Presenter Affiliation: Postdoctoral Research Associate; Marine Science Center, Northeastern University
Title: Reconstructing warming throughout the Meso-American Barrier Reef System over the past century
Abstract: Tropical coral reef coverage has been cut in half by anthropogenic stressors over the past century. Thermal stress associated with global warming contributes to this historical decline in coral coverage, impairing coral growth rates and promoting mass bleaching events. Yet it is difficult to connect historical seawater temperatures with coral growth over the past century because reliable, spatially-integrated temperature measurements for tropical reef systems generally do not exist prior to satellite observations that commenced in the 1970s. We bridged this gap in regional climate records with a novel, multi-elemental paleothermometer archived in the skeleton of the massive scleractinian coral Siderastrea siderea.

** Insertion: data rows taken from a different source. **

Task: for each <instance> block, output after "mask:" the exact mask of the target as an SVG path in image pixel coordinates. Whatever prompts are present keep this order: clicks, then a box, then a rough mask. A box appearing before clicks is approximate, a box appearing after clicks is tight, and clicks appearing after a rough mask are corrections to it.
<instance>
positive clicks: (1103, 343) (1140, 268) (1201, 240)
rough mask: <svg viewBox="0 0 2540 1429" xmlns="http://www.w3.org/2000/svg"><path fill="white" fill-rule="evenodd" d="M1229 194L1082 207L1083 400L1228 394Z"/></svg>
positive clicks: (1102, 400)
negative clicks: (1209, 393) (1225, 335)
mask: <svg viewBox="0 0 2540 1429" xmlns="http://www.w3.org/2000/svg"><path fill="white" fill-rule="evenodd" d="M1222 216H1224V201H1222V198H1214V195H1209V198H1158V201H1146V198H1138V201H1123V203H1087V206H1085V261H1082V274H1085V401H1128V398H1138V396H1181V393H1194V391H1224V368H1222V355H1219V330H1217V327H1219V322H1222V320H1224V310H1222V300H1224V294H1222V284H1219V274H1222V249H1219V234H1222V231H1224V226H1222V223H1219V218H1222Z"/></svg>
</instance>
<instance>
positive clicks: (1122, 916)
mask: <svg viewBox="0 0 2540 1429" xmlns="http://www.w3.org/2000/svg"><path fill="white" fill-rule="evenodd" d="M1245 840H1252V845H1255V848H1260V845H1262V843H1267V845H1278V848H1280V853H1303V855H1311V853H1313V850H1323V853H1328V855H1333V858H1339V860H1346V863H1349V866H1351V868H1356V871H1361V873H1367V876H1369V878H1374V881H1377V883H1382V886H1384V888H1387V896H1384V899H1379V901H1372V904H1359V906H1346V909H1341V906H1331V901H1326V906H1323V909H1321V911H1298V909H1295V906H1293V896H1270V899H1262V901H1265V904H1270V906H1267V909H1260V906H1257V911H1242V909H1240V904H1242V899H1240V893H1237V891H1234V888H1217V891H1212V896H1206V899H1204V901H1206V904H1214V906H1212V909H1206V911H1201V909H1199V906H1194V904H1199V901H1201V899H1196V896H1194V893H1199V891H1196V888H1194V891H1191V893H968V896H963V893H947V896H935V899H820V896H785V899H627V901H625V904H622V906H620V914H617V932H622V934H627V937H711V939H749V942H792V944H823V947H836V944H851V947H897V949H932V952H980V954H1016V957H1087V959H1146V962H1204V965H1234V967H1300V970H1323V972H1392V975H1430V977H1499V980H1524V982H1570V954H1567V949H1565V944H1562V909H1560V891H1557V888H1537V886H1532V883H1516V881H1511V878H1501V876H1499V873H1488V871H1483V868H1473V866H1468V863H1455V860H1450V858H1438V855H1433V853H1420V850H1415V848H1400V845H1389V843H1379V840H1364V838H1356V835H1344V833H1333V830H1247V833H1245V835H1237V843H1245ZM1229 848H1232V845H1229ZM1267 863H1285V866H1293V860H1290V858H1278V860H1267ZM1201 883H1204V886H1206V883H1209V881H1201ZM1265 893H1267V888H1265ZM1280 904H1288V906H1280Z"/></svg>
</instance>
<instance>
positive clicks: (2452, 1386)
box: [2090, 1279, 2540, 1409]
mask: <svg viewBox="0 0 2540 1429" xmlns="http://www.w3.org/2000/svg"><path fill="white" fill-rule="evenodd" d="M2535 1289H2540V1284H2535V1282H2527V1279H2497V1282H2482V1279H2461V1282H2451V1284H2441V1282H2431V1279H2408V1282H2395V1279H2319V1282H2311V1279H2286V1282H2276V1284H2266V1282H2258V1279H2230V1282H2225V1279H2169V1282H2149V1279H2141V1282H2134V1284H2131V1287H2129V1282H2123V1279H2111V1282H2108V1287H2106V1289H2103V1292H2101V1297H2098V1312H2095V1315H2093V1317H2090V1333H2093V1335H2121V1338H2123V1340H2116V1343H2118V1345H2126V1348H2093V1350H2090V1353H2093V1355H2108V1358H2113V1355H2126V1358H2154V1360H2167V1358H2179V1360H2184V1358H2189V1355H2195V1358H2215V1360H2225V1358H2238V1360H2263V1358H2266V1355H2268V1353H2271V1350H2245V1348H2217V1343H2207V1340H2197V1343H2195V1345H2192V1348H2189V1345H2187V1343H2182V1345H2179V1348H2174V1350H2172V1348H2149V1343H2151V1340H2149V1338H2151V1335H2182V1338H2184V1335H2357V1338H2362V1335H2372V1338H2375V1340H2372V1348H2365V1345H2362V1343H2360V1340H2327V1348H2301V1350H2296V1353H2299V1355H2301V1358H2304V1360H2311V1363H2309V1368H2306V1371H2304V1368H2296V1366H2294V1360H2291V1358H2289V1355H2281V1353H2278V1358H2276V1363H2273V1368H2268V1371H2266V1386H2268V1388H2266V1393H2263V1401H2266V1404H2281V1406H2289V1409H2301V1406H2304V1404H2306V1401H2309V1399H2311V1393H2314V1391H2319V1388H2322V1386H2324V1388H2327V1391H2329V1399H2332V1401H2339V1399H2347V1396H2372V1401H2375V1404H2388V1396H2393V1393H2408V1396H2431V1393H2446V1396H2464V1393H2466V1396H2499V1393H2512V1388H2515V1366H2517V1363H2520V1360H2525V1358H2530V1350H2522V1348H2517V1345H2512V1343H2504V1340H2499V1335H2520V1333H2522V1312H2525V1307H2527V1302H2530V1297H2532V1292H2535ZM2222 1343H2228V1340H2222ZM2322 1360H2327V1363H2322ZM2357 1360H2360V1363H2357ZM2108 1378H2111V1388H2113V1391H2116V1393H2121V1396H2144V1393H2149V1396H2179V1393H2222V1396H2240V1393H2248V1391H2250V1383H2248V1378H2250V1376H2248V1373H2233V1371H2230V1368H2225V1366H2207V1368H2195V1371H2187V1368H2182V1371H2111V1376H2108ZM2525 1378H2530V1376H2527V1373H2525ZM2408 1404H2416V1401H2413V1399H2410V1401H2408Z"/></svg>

This method was applied to over 4000 annual growth bands stratified across 54 coral cores distributed throughout a roughly 8000 sq. km. section of the Meso-American Barrier Reef System (MBRS)—the second largest barrier reef in the world. The scope and scale of this endeavor allowed reconstruction of seawater temperatures across the entire reef system over the past century, which can be systematically compared to coral growth rates within the same coral cores over the same interval. This effort reveals the impact that past warming has had on coral growth throughout the MBRS over the past century and provides empirical support for predicting the impact of future warming on coral growth.